Edward Everett Hale penned an often-quoted credo that bears remembering:
I am only one,
But still I am one.
I cannot do everything,
But still I can do something;
And because I cannot do everything
I will not refuse to do the something that I can do.
For the Lend-a-Hand Society.
One hundred sixty-one years ago, when the world's parameters were much narrower than ours today, the Lord instructed Joseph Smith, "And remember in all things the poor and the needy, the sick and the afflicted, for he that doeth not these things, the same is not my disciple." (D&C 52:40.) The times may have changed but the message is the same, repeated by succeeding prophets.

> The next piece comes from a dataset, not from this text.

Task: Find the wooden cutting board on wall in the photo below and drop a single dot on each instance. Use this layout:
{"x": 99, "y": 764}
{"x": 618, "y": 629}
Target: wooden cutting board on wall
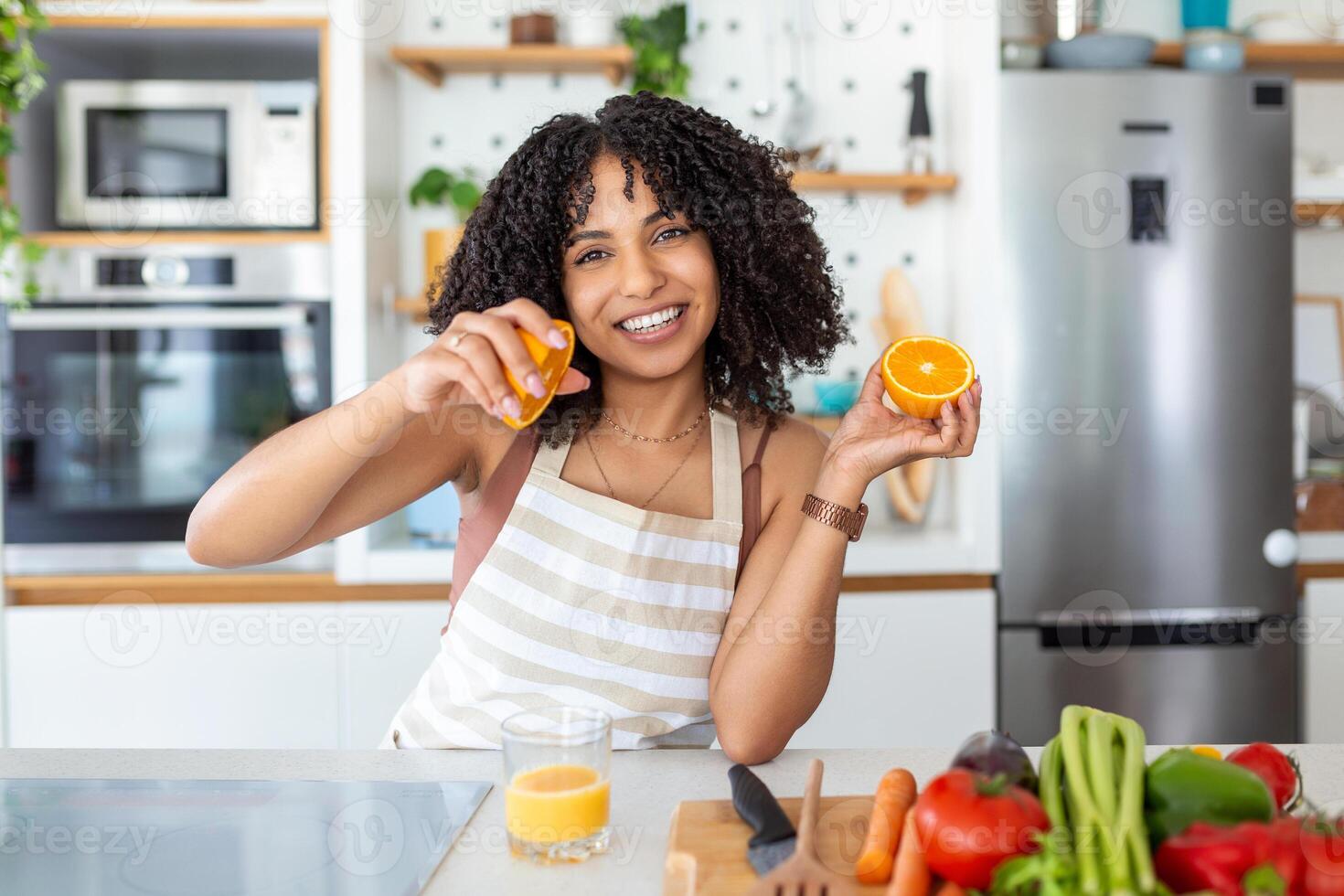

In our day, President Ezra Taft Benson reminded the Church: "The Lord Jesus Christ liberated man from the world by the pure gospel of love. He demonstrated that man, through the love of God and through kindness and charity to his fellows, could achieve his highest potential. He lived
the plain and sure doctrine of service,
of doing good to all men - friends and enemies alike." (Teachings of Ezra Taft Benson, p. 275.)
We don't need images from afar to remind us that we have problems close at home to resolve, people within our own neighborhood who are in need of our assistance.
That our neighborhood in this technological age is expanding complicates our responsibility, but does not diminish it.